Custom gradients are useful when the mathematical derivative is unstable, expensive, unavailable, or intentionally replaced. Examples include numerical stabilization, straight-through estimators, differentiating through approximate algorithms, and wrapping external kernels.

Custom gradients are also a liability. They can silently change the optimization problem. A custom rule must be tested as carefully as normal numerical code.

## Strengths

TensorFlow Autograd is strong for tensor-heavy workloads. It integrates reverse-mode AD with a large operation library, GPU and TPU kernels, distributed execution, and neural network training infrastructure.

It avoids many hard problems of whole-language AD by differentiating TensorFlow operations rather than arbitrary Python. This gives the system a controlled primitive set with known gradient rules.

It also supports production deployment. The same graph machinery used for differentiation can be connected to serialization, serving, compiler optimization, and hardware placement.

## Limitations

TensorFlow’s AD system differentiates TensorFlow computations, not all Python programs. Pure Python control flow, list mutation, object mutation, I/O, and non-TensorFlow numerical libraries sit outside the differentiable graph unless wrapped explicitly.

The tape can consume substantial memory because reverse mode requires saved forward values. Large models, long sequences, and unrolled computations need gradient checkpointing or recomputation.

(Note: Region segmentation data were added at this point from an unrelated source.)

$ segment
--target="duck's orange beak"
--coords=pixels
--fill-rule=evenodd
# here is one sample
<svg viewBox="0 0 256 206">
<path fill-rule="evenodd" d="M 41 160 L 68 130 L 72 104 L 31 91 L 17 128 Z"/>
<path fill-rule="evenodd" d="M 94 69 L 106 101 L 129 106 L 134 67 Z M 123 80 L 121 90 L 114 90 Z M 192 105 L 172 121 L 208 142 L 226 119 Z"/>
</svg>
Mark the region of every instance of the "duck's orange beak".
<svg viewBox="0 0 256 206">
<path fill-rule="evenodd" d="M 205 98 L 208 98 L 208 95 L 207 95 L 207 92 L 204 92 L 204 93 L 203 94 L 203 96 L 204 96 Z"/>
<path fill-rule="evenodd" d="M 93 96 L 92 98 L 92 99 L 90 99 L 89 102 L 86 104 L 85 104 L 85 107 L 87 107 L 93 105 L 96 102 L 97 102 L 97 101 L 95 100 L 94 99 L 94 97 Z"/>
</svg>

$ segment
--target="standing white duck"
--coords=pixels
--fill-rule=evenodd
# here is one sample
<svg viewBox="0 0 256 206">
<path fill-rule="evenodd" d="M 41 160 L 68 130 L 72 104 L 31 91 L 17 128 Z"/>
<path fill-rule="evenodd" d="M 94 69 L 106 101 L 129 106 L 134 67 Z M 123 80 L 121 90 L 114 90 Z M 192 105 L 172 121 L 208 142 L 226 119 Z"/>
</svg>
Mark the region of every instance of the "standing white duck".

Gradient behavior depends on registered operation rules. Unsupported operations return `None` gradients or require custom definitions. Numerically unstable primitives can produce unstable gradients even when the forward computation appears acceptable.

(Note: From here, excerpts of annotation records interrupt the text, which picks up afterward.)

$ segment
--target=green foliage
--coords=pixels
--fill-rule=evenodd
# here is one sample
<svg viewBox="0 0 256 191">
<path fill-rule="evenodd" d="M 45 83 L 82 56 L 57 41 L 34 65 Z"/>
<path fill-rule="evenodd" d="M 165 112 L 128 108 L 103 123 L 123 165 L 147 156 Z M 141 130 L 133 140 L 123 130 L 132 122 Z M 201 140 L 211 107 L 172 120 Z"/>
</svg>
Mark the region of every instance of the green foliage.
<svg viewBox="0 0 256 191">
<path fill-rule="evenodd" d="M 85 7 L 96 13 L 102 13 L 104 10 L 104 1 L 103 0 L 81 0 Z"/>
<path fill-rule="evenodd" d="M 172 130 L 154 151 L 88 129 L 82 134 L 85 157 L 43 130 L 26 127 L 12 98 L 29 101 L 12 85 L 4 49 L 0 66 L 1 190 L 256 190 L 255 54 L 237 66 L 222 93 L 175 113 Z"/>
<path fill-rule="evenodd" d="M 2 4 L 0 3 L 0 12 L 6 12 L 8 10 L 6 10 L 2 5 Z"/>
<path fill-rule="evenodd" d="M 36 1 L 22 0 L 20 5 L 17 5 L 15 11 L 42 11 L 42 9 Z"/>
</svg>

`tf.function` introduces tracing semantics. A function may be retraced for different input signatures, and Python effects usually happen during tracing rather than every graph execution. This can surprise users who expect ordinary Python execution semantics.

## Historical Role

TensorFlow Autograd represents a major shift from differentiating legacy scientific programs to differentiating tensor computation graphs. ADIFOR and Tapenade treat the program as source code to transform. TensorFlow treats the program as a graph of tensor operations.

This design matches deep learning. Neural networks are naturally expressed as compositions of tensor primitives. Reverse-mode AD over such graphs gives the computational structure needed for backpropagation, hardware acceleration, and large-scale optimization.

TensorFlow made automatic differentiation a routine part of software engineering for machine learning systems. Its contribution was less about inventing reverse mode and more about integrating reverse mode with tensor runtimes, accelerators, model libraries, and production deployment.